Department of Radiation Oncology, Seoul National University Bundang Hospital, Seongnam, 13620, Korea.
Department of Radiation Oncology, Seoul National University, College of Medicine, Seoul, Korea.
Biomark Med. 2021 Nov;15(16):1529-1539. doi: 10.2217/bmm-2021-0280. Epub 2021 Oct 15.
We tested whether machine-learning algorithm could find biomarkers predicting overall survival in breast cancer patients using blood-based whole-exome sequencing data. Whole-exome sequencing data derived from 1181 female breast cancer patients within the UK Biobank was collected. We found feature genes (n = 50) regarding total mutation burden using the long short-term memory model. Then, we developed the XGBoost survival model with selected feature genes. The XGBoost survival model performed acceptably, with a concordance index of 0.75 and a scaled Brier score of 0.146 in terms of overall survival prediction. The high-mutation group exhibited inferior overall survival compared with the low-mutation group in patients ≥56 years (log-rank test, p = 0.042). We showed that machine-learning algorithms can be used to predict overall survival in breast cancer patients from blood-based whole-exome sequencing data.

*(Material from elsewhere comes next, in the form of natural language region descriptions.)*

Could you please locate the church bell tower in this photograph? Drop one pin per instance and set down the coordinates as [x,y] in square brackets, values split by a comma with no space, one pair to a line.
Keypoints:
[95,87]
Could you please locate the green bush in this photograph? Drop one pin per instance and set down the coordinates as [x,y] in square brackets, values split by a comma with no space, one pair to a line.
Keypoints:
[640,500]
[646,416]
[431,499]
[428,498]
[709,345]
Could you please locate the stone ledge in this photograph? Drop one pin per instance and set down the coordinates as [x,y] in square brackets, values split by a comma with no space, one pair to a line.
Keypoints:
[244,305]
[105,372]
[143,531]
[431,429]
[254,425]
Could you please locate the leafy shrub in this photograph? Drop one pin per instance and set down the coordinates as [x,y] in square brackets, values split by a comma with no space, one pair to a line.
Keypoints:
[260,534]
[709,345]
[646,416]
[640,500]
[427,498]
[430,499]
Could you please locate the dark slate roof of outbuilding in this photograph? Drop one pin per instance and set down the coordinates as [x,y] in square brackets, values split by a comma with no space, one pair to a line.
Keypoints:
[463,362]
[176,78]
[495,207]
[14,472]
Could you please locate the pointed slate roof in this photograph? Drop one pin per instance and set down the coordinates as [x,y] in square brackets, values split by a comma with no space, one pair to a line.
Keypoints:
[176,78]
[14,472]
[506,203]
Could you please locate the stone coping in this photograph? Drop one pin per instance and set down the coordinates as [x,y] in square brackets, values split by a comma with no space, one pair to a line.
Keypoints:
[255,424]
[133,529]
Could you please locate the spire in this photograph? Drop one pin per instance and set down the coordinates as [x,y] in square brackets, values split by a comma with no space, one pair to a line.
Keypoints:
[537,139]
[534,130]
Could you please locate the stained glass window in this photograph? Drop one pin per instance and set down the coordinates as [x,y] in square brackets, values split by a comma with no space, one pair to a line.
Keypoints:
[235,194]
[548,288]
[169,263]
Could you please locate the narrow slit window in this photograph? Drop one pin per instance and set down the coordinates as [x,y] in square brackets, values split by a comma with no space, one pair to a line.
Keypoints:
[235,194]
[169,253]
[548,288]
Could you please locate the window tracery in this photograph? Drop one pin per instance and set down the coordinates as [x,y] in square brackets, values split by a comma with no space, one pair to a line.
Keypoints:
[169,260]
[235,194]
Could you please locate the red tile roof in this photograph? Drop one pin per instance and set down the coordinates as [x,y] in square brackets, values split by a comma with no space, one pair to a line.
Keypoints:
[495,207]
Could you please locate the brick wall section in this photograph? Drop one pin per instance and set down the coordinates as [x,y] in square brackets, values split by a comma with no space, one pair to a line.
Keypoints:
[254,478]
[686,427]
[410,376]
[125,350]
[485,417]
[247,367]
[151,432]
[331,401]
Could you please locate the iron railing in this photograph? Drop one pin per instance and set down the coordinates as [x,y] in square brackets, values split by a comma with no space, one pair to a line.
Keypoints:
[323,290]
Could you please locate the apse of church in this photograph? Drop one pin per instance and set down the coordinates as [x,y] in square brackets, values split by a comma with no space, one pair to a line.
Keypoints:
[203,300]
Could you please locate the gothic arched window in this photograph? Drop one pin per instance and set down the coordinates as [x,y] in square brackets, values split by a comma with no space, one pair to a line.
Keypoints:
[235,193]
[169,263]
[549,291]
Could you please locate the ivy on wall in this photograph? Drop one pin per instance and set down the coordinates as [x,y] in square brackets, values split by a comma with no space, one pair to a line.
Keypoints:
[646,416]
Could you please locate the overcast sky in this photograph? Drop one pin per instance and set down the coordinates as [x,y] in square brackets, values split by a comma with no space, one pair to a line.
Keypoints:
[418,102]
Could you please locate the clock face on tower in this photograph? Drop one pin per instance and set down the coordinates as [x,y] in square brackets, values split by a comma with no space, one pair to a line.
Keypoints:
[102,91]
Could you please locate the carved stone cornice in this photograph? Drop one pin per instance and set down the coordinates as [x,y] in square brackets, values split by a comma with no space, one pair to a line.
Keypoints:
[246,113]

我们测试了机器学习算法是否可以利用基于血液的全外显子组测序数据找到预测乳腺癌患者总生存期的生物标志物。从英国生物银行的 1181 名女性乳腺癌患者中收集了全外显子组测序数据。我们使用长短时记忆模型找到了与总突变负荷相关的特征基因(n=50)。然后,我们使用选定的特征基因开发了 XGBoost 生存模型。XGBoost 生存模型表现尚可,在总生存预测方面,一致性指数为 0.75,缩放 Brier 得分为 0.146。在年龄≥56 岁的患者中,高突变组的总生存明显劣于低突变组(对数秩检验,p=0.042)。我们表明,机器学习算法可用于从基于血液的全外显子组测序数据预测乳腺癌患者的总生存。